How do we ensure that civil rights and liberties are protected as we step up our efforts in cybersecurity?
This is certainly a topic that has been and will continue to be under a lot of scrutiny. A lot of the concerns about rights have to do with who you are and the worry that somebody out there will take your personal information and do something with it – it’s all about a concern of the unknown. In reality, good cybersecurity protects the personal information that we hold and store online.
Cybersecurity and privacy are mutually reinforcing. The truth is, the more cybersecurity we have, the more civil rights and liberties are protected because the more your information is secure, the more privacy you have. Overall, cybersecurity can help protect civil rights and civil liberties.
What is the future of cybersecurity? Where will we be in 2030?
There will be increasingly frequent and sophisticated cyber incidents and it will leave many to question whether there are deeper structural flaws in the technological foundations that we’re building our future on, i.e. smart homes, self-driving cars, etc. As our digital age is evolving and we’re finding more efficiencies, we will continue to find new challenges and vulnerabilities.

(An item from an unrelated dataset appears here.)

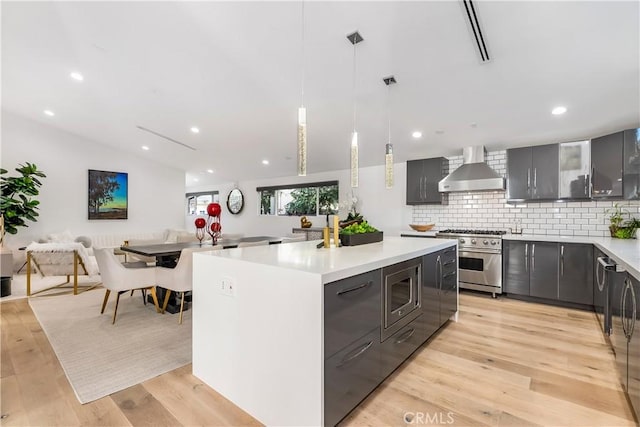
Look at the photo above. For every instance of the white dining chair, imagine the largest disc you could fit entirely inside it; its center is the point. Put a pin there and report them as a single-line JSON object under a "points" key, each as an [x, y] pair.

But, at the end of the day, we can stay ahead of this issue and be cyber secure. The criminals will continue to get more sophisticated, their attacks are being automated, so it’s imperative that we respond in kind with automated prevention that aims to thwart attacks at every stage of the attack life-cycle.
What technology or gadget would you most like to see by 2030?
I’m interested to see what continues to develop around self-driving cars. Obviously some are getting on the road now but there’s a lot of work to do to create entire systems and cities around self-driving cars. I live in a city and I often rely on taxis and buses and other people to drive me around. It would be fantastic to be able to walk out my door and jump in a self-driving car and get where I need to go.